The whole establishment has no indoor space. Even the food preparation and storage takes place in a tiny shack of wooden slats, metal screen, and a doorway covered with a flap of mosquito net. Like we're in the tropics. The music confirms this beach resort feel, oscillating between worldbeat and new-age, voices from warmer climes sampled into euphoria with a beat. (Which, what can I say, is a bit too appropriate for this psuedospiritual droning on about "realms of the dead.") Perhaps it's the music that forms the "window"--I'm indistinguishable from one of the people outside, except that I'm listening to this ridiculous music--"enlightened nature," runs one of the choruses--that to them is only a low murmur.


~


Let's be honest, I write these posts in two parts, occasionally more. For this entry what feels like a morning routine has developed that will end after today, its second iteration: after breakfasting on cereal, I leave the house to grab another breakfast of yogurt and fruit from the food co-op, which I eat on the bright blue picnic tables at the Oak Street Center. I then pop over here to get coffee, but their coffee machine is broken so both times it has actually been an americano, which is a perfect name for the most tasteless idea for an espresso drink. I write here for about half an hour, and go home. My life is so hard. (Maybe this nascent routine isn't one that should end with this post. I am shockingly productive here at ten thirty in the morning, at least in sheer volume of masturbatory crap.)


The two employees are in the throws of adolescence, experiencing that quintessential part of high school that I never did: the summer job. About the coffee machine one asks the other "when are we going to get that fixed?"


"Whenever he can figure out how to fix it without calling anyone or spending anything, I guess."

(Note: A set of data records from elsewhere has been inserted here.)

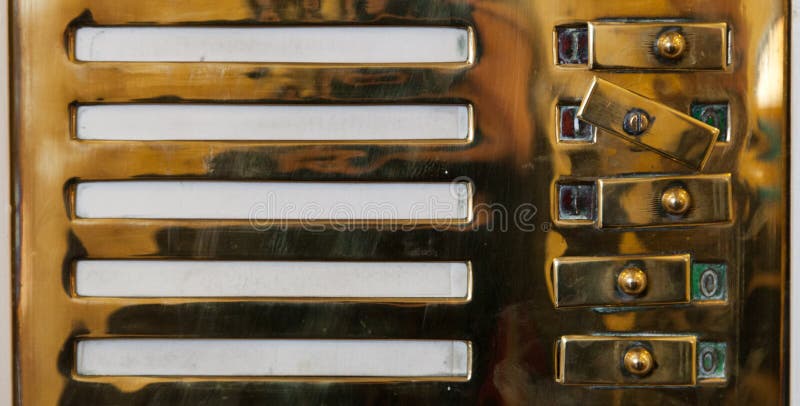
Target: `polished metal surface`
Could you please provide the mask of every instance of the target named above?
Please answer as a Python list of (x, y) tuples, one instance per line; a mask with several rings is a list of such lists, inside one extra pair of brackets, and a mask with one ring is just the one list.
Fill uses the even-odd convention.
[[(784, 0), (14, 0), (11, 17), (18, 404), (787, 401)], [(595, 31), (591, 67), (607, 69), (590, 69), (588, 59), (558, 62), (557, 27), (597, 30), (607, 20), (653, 29), (634, 43), (628, 34), (622, 41)], [(719, 46), (698, 48), (690, 23), (724, 31), (714, 34)], [(74, 59), (76, 27), (129, 25), (469, 27), (474, 59), (363, 66)], [(683, 56), (667, 62), (653, 56), (664, 27), (686, 27)], [(581, 35), (565, 38), (580, 46)], [(702, 49), (714, 50), (713, 64), (684, 69)], [(632, 51), (647, 66), (630, 56), (622, 59), (635, 63), (625, 66), (602, 59)], [(570, 55), (582, 58), (563, 56)], [(691, 166), (608, 128), (563, 142), (558, 106), (579, 105), (595, 76), (656, 103), (654, 111), (615, 110), (608, 124), (615, 133), (630, 108), (641, 108), (651, 120), (638, 137), (682, 140), (684, 125), (657, 132), (667, 121), (661, 106), (688, 114), (701, 103), (727, 107), (720, 132), (729, 137), (670, 144), (679, 147), (673, 156), (700, 151)], [(78, 140), (73, 107), (94, 103), (468, 103), (475, 131), (458, 143)], [(474, 215), (469, 224), (263, 229), (248, 221), (84, 219), (70, 212), (77, 182), (133, 179), (469, 182)], [(596, 188), (596, 218), (559, 219), (556, 185), (572, 180)], [(683, 215), (666, 213), (661, 203), (676, 182), (691, 199)], [(698, 285), (705, 291), (692, 290), (691, 303), (554, 306), (556, 258), (675, 253), (691, 255), (693, 267), (711, 275)], [(471, 300), (458, 303), (88, 298), (71, 289), (78, 259), (470, 261), (473, 285)], [(649, 289), (654, 277), (648, 273)], [(617, 279), (607, 282), (614, 287)], [(441, 382), (75, 372), (76, 342), (141, 337), (460, 340), (471, 345), (471, 374)], [(631, 346), (652, 356), (648, 374), (624, 369)]]

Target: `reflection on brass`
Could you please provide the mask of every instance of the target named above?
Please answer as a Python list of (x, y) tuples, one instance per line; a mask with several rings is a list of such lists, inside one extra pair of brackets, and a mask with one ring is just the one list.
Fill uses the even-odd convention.
[(692, 197), (683, 186), (671, 186), (661, 194), (661, 207), (669, 214), (682, 216), (691, 204)]
[[(14, 398), (20, 405), (786, 403), (786, 1), (12, 0), (10, 8)], [(145, 25), (471, 27), (474, 61), (360, 66), (70, 58), (75, 27)], [(591, 30), (591, 38), (585, 32), (572, 37), (579, 47), (585, 39), (591, 50), (565, 53), (580, 63), (555, 63), (554, 31), (562, 26)], [(682, 56), (656, 54), (654, 43), (665, 30), (685, 36)], [(594, 75), (658, 103), (621, 103), (627, 93), (611, 92), (603, 100), (615, 109), (594, 109), (607, 124), (597, 137), (586, 131), (575, 134), (587, 135), (585, 142), (559, 141), (554, 112), (578, 105)], [(474, 137), (452, 143), (73, 138), (70, 106), (97, 103), (468, 104)], [(668, 124), (674, 112), (663, 106), (690, 113), (693, 105), (724, 106), (719, 111), (726, 114), (714, 120), (695, 117), (725, 129), (727, 142), (691, 121)], [(632, 108), (653, 118), (639, 136), (621, 128)], [(703, 174), (725, 175), (695, 173), (703, 162)], [(397, 229), (71, 217), (70, 185), (134, 179), (463, 180), (474, 187), (475, 216), (457, 227)], [(598, 228), (559, 220), (553, 195), (562, 180), (591, 185), (586, 189), (602, 197), (599, 212), (595, 206), (591, 215), (576, 213), (591, 218), (578, 222)], [(684, 216), (666, 213), (660, 202), (677, 185), (692, 198)], [(711, 219), (713, 226), (706, 223)], [(664, 265), (671, 272), (642, 258), (673, 255), (686, 255), (687, 262)], [(681, 290), (689, 256), (703, 264), (700, 270), (719, 270), (717, 279), (706, 277), (710, 295), (698, 285), (691, 301)], [(554, 261), (569, 257), (624, 259), (574, 272), (574, 292), (588, 292), (574, 303), (593, 304), (573, 307), (565, 299), (569, 279), (554, 275)], [(639, 257), (636, 266), (648, 277), (636, 297), (618, 286), (629, 257)], [(447, 305), (85, 298), (70, 294), (78, 259), (470, 261), (473, 291), (469, 302)], [(605, 272), (601, 279), (586, 271), (595, 268)], [(590, 301), (601, 288), (613, 300)], [(642, 301), (662, 289), (669, 298), (645, 307)], [(569, 334), (585, 340), (560, 341)], [(103, 337), (468, 340), (473, 373), (459, 382), (369, 384), (324, 377), (83, 380), (73, 373), (74, 344)], [(727, 345), (716, 352), (727, 354), (725, 362), (707, 362), (704, 369), (715, 377), (711, 383), (693, 381), (689, 372), (696, 362), (688, 360), (698, 358), (688, 348), (694, 337)], [(624, 369), (624, 354), (634, 346), (657, 361), (645, 377)], [(567, 384), (624, 388), (587, 390), (561, 385), (556, 376)], [(651, 386), (657, 382), (678, 386)]]
[(562, 384), (695, 384), (694, 336), (563, 336), (556, 345), (556, 380)]
[(650, 354), (650, 351), (647, 351), (647, 348), (633, 347), (625, 353), (623, 364), (631, 374), (646, 376), (653, 371), (656, 362), (653, 360), (653, 355)]
[(728, 174), (598, 179), (597, 195), (600, 228), (698, 226), (733, 219)]
[(722, 70), (728, 65), (725, 23), (591, 22), (589, 38), (593, 69)]
[(691, 262), (688, 254), (556, 258), (555, 305), (572, 308), (688, 303)]
[(719, 136), (702, 121), (598, 78), (578, 118), (694, 169), (705, 165)]
[(626, 295), (639, 296), (647, 289), (647, 273), (635, 266), (625, 268), (619, 273), (617, 284)]
[(658, 36), (656, 40), (658, 56), (677, 59), (686, 51), (686, 37), (680, 31), (668, 30)]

This morning the music has switched to an energetic oldies station: CC'n'R, James Brown, Bob Dylan. It creates the illusion that it fits the sunny street, as if everyone out there (which really isn't distinguished from here--there is no "in here") is moving to the same music, is part of that music. The man across the street with a cane and a knee brace who smokes and spanges has a movie soundtrack of Bob Dylan's "A Hard Rain Gonna Fall". He's the age who might have grown up listening to Dylan. So obviously it's his song; he's in it. The music, as I said yesterday, is my window that appears to constitute the scene.

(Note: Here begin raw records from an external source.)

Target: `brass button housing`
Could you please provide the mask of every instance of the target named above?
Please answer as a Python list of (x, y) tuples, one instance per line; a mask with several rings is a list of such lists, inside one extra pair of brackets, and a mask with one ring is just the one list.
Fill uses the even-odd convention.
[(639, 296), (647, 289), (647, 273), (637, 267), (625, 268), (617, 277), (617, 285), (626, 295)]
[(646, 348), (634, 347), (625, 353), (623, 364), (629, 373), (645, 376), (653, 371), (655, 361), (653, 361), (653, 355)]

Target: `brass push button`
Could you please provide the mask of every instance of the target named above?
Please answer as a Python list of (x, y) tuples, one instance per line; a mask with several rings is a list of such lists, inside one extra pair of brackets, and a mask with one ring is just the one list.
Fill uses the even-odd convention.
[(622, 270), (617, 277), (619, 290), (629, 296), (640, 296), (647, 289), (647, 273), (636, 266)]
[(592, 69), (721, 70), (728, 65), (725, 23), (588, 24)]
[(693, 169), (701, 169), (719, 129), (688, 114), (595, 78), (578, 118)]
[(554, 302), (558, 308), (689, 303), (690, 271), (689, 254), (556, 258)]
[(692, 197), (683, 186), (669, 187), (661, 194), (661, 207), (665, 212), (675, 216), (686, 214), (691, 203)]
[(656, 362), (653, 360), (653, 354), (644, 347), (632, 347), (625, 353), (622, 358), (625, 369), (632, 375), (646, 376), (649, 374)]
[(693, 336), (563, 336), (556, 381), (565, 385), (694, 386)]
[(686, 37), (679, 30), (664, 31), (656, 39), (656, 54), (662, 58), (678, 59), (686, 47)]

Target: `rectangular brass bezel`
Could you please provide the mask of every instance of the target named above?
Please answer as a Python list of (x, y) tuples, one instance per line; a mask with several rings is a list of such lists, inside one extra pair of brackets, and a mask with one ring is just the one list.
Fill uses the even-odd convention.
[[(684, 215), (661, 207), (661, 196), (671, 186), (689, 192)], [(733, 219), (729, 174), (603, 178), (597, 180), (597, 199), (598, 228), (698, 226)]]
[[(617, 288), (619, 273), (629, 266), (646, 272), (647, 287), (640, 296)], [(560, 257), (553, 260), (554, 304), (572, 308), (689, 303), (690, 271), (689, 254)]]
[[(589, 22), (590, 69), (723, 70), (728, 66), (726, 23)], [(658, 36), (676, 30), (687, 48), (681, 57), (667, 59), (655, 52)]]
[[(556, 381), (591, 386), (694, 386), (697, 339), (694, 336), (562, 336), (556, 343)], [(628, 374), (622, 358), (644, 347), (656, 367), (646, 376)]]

Let me be (not terribly) clear about what I mean by the realm of the dead. Without some kind of window, downtown Ashland is all surface: sun and breeze glancing off inscrutable faces, cars on unknown errands, and green leaves swaying overhead impassively, blank blue sky above them all. Without a window a countless fray of presumptions fly wily-nilly through everything, though never still enough to see, or, most of the time, even to notice. A million Subarus and Priuses drive every which way. A thousand Chaco and Teva sandals bending rhythmically against the pavement and the balls of feet.


Sight is by its very nature sight of that which is already dead. This is obviously some of the most daft metaphysical fuckery. The thing in itself is defined as that which cannot be sensed, what lies beyond perception. By the time you see the thing the sight has already been taken from it, little deaths peeled off like automatic gunfire. You need a guide, then, to see beyond the realm of the dead to the realm of the living, that impossible place.

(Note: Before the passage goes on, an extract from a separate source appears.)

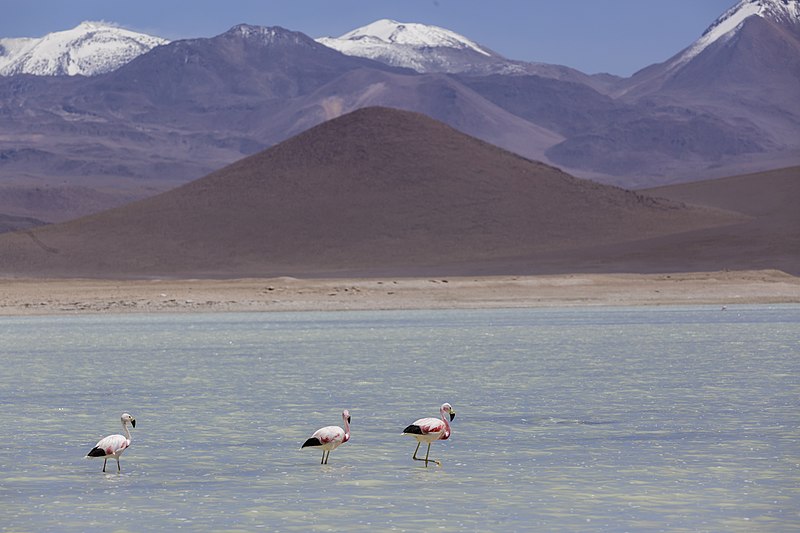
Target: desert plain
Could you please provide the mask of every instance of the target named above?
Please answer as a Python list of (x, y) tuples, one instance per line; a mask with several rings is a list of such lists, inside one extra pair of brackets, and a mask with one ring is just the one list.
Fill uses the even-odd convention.
[(800, 303), (777, 270), (441, 278), (0, 279), (0, 315)]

The cripple on the bench is getting more desperate. People are disturbed by his shamelessness: He yells at them from thirty or forty feet away, asking for monetary help. Something in his manner suggest that he finds it ridiculous that people are unwilling to help.


His story is that the VA Hospital in White City (twenty miles away) has kicked him out. He was injured ("got hurt") in '71 in Vietnam ("fighting for our freedom"), and now he's "reduced to begging. But I got no choice. People look at me like I'm some kind of drug addict, some kind of pariah, but it's not true." Thus the indignation foreign to people used to beggars not filled with pride.


I wish I had some personal story to tell about Water Street Cafe. In the summer I had burned my feet on the asphalt while I was waiting for one of my brother's friends to order.